A federal judge issued an injunction halting President Barack Obama’s expansion on stem cell research funding Aug. 23, impacting how research is performed at the University of Wisconsin as well as facilities across the nation.
In his ruling, Chief Judge Royce C. Lamberth of Federal District Court for the District of Columbia, referred to a rider that has been included in every appropriations bill since 1996 that prohibits research where human embryos are knowingly destroyed.
Lamberth ruled stem cell removal performed in research projects that are federally funded by the National Institutes of Health at facilities such as UW destroys human embryos and is forbidden by the rider.
An injunction against federal stem cell research funding was thus “in the public interest,” Lamberth decided.
“It is not certain whether embryonic stem cell research will result in new and successful treatments for diseases such as Alzheimer’s and Parkinson’s disease,” Lamberth said in his ruling, going on to say that the harm against embryos was therefore more certain than the harm caused by halting disease research using embryonic stem cells.
The decision impacts multiple federally funded research projects currently in progress at UW involving embryonic stem cells, including 21 grants going to 18 different research labs in the range of $4 to 5 million annually, said Tim Kamp, professor of medicine at the UW Stem Cell and Regenerative Medicine Center, said.
“I’d say it’s fair to say many researchers on campus are concerned about what this means for their ongoing research projects, because many of these projects are months if not years in the making and they’re not done,” Kamp said. “You’d like to get to a point where you can make conclusions and publish results, and to be stopped mid-step is disruptive and disappointing.”
UW labs will continue research using embryonic stem cells that are receiving ongoing federal funding, but these grants will most likely not be renewed and new UW grant applications having to do with embryonic stem cell research will not be considered at this time, Kamp said.
The unexpected reversal was one in a series of one-eighty policy turns in the last 10 years over stem cell research funding.
In 2001, President George W. Bush issued a policy statement prohibiting federal funding for embryonic stem cell research programs from that point forward.

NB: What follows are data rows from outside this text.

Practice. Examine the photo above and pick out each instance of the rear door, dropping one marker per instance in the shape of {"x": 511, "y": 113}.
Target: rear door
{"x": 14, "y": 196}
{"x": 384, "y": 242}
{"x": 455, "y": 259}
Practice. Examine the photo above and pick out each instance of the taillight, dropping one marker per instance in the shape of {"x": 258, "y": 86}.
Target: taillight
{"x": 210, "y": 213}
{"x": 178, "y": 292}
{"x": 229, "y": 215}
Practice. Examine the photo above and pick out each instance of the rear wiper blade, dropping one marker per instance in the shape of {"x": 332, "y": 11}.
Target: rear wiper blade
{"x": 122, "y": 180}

Obama issued an executive order in 2009 reversing Bush’s restrictions and expanding funding for stem cell research, saying his administration would make “scientific decisions based on facts, not ideology.”

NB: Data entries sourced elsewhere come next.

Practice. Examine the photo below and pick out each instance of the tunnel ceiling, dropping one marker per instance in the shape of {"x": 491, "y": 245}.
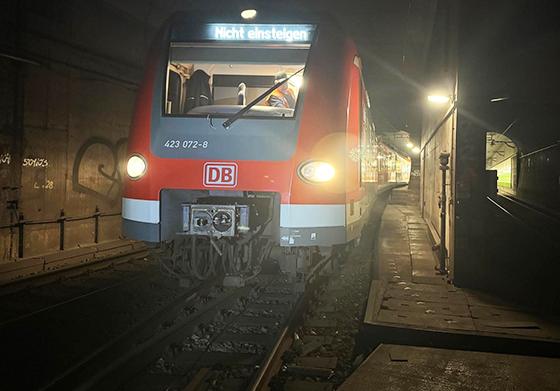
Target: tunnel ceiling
{"x": 393, "y": 37}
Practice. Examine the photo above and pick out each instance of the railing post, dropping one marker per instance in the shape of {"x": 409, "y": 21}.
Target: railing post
{"x": 96, "y": 228}
{"x": 444, "y": 161}
{"x": 61, "y": 221}
{"x": 21, "y": 224}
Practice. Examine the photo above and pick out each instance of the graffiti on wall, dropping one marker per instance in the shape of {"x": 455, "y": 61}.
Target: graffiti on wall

The ruling came only months after the Wisconsin Alumni Research Foundation lost its rights to a patent on embryonic stem cell research in May. Once the patent was awarded in 2006, any research facility performing experiments with stem cells had been required to pay WARF a royalty.
Adhering to the new ruling at UW will also be complicated, because if federal funding paid for certain aspects of a facility, such as the lights, it is uncertain if embryonic stem cell research may even be performed within the building anymore.
“Now we’re thinking that we might be back to where we started,” Kamp said.